December 22nd, 2010
Contact: Joanna Levitt
WikiLeaks Reveals U.S. Diplomats Pushed Bangladesh to Re-Open Mine Opposed by Thousands; Cables confirm long-standing concerns of human rights groups
Phulbari, Bangladesh – December 22nd, 2010 – When the news broke yesterday that a WikiLeaks cable revealed US diplomats secretly pushed the Bangladeshi government to re-open plans for a massive coal mine, the cable provided evidence that confirmed concerns raised since 2008 by a national organization in Bangladesh and international human rights groups, including San Francisco-based International Accountability Project (http://AccountabilityProject.org):
“WikiLeaks cables prove that US officials chose to ignore the tens of thousands of Bangladeshi people marching in the streets to oppose this mine. Behind closed doors, they aggressively pushed for a reckless coal project that would evict and impoverish thousands in Bangladesh—and line the pockets of a few hedge fund managers in the U.S.,” commented Joanna Levitt, Executive Director of International Accountability Project.

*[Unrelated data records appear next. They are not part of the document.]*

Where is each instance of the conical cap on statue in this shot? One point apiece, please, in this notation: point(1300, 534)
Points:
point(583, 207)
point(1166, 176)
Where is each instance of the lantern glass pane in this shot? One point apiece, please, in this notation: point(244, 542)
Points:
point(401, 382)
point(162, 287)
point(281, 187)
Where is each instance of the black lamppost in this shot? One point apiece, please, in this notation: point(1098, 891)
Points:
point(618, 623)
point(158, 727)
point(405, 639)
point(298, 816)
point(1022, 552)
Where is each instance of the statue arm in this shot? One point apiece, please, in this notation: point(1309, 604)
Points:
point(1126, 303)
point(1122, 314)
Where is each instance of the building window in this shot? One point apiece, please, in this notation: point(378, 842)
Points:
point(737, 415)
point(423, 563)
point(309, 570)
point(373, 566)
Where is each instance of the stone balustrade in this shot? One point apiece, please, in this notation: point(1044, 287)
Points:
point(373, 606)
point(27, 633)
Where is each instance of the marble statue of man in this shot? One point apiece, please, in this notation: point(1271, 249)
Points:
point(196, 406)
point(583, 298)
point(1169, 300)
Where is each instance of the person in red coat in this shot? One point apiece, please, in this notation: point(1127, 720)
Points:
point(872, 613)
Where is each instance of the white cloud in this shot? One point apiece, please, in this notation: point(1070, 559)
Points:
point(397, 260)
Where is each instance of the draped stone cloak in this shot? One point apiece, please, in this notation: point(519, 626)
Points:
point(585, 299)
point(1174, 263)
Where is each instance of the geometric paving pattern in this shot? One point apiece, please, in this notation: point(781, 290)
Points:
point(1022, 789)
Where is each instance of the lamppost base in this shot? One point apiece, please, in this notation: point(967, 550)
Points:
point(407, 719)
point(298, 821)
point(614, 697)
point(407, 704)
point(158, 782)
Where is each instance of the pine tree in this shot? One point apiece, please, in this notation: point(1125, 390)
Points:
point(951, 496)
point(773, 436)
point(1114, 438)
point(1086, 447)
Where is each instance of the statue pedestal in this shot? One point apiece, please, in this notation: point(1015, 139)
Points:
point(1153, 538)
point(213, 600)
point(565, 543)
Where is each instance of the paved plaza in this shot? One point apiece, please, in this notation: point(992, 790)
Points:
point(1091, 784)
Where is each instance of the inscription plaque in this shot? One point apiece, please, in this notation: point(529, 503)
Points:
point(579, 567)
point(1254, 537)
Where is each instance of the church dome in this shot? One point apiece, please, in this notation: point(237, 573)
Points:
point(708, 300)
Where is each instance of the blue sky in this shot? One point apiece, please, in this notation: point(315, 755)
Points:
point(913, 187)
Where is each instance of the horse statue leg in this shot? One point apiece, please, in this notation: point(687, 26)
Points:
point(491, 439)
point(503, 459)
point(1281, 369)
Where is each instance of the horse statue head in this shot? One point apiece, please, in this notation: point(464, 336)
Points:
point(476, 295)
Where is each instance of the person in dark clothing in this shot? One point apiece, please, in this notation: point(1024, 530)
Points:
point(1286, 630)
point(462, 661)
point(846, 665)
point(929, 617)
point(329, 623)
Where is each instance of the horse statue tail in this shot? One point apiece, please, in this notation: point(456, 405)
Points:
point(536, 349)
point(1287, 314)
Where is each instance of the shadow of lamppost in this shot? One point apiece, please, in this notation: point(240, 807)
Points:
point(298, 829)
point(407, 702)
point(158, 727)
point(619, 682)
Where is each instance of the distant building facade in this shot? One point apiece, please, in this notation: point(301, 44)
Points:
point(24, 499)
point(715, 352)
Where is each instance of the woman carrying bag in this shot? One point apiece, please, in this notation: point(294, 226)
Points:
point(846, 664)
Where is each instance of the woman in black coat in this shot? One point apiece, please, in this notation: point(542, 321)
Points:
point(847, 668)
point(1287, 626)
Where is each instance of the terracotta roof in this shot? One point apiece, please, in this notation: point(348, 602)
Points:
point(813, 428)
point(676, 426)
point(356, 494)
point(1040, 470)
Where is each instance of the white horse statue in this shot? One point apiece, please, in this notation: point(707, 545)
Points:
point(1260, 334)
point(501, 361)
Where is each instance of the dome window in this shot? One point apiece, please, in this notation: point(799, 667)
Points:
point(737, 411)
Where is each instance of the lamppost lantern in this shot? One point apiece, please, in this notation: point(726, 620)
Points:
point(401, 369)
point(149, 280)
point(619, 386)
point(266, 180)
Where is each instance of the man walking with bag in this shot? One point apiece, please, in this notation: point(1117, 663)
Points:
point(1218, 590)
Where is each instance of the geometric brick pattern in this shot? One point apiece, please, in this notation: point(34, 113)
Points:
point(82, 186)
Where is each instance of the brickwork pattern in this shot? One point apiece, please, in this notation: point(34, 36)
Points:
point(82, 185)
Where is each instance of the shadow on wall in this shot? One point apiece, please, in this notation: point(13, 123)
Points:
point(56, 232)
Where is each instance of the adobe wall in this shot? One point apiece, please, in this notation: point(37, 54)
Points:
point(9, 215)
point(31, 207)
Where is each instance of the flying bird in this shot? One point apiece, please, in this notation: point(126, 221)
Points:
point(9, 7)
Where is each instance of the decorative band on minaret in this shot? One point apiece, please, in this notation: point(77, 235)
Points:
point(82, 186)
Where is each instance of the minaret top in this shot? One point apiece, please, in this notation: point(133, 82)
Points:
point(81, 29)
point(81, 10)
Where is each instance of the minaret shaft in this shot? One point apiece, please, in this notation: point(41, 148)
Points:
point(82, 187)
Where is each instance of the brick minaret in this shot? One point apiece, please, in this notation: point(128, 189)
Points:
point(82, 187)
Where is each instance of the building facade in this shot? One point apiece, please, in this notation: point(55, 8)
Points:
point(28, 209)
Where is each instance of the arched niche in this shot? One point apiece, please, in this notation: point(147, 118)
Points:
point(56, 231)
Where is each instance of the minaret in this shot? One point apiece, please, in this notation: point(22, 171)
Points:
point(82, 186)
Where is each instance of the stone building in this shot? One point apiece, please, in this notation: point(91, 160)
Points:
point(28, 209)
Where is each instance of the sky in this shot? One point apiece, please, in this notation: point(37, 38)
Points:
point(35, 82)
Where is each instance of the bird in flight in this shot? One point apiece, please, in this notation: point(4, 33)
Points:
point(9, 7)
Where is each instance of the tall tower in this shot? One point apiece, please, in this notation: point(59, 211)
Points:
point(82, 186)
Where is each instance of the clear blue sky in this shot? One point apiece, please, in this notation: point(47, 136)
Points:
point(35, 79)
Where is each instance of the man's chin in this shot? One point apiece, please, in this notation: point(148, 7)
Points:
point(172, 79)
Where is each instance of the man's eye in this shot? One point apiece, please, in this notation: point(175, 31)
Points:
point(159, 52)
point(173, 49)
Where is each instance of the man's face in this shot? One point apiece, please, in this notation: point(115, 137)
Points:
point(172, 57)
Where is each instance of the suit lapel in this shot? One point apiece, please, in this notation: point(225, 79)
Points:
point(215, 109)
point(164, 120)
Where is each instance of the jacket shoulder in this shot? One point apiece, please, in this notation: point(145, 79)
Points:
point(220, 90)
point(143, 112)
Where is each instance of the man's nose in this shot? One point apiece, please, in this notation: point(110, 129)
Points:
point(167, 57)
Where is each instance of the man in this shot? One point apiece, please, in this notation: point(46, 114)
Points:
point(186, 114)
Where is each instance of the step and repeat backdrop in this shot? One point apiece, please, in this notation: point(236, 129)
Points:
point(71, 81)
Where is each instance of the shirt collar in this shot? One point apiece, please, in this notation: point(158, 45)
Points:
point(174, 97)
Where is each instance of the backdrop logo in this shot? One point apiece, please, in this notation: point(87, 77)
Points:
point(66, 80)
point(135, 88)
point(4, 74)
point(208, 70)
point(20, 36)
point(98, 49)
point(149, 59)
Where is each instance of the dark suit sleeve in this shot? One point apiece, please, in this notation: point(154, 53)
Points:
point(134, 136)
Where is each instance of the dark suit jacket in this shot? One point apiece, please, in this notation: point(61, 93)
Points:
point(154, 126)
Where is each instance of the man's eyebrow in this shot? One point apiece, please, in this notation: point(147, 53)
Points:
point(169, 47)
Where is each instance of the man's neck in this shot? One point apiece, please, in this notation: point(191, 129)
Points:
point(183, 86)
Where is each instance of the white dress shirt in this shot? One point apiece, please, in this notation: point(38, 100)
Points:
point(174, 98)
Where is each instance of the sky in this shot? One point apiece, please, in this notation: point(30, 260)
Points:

The WikiLeaks cable refers to the proposed Phulbari Coal Project—a vast coal extraction scheme that would create one of the biggest open-pit coal mines in the world. The mine would destroy over 6,000 hectares of productive farmland in an area that currently serves as an agricultural breadbasket for Bangladesh. In addition, a 2008 Expert Committee Report commissioned by the Bangladeshi government found that nearly 130,000 (129,417) people would be forcibly evicted from their homes and lands, most of whom are indigenous and farming families with multi-generational ties to the land.
Efforts to push this project forward have already resulted in bloodshed. In August of 2006, paramilitary forces opened fire on thousands of peaceful demonstrators opposing the mine, killing three people, including a 14-year-old boy, and injuring more then 200.
The WikiLeaks cable includes comments by US Ambassador to Bangladesh, James Moriarty, that, “Asia Energy, the company behind the Phulbari project, has sixty percent US investment.” In the cable, sent in July of 2009, Moriarty also states that he urged the prime minister’s energy advisor to authorize coal mining, saying the “open-pit mining seemed the best way forward.”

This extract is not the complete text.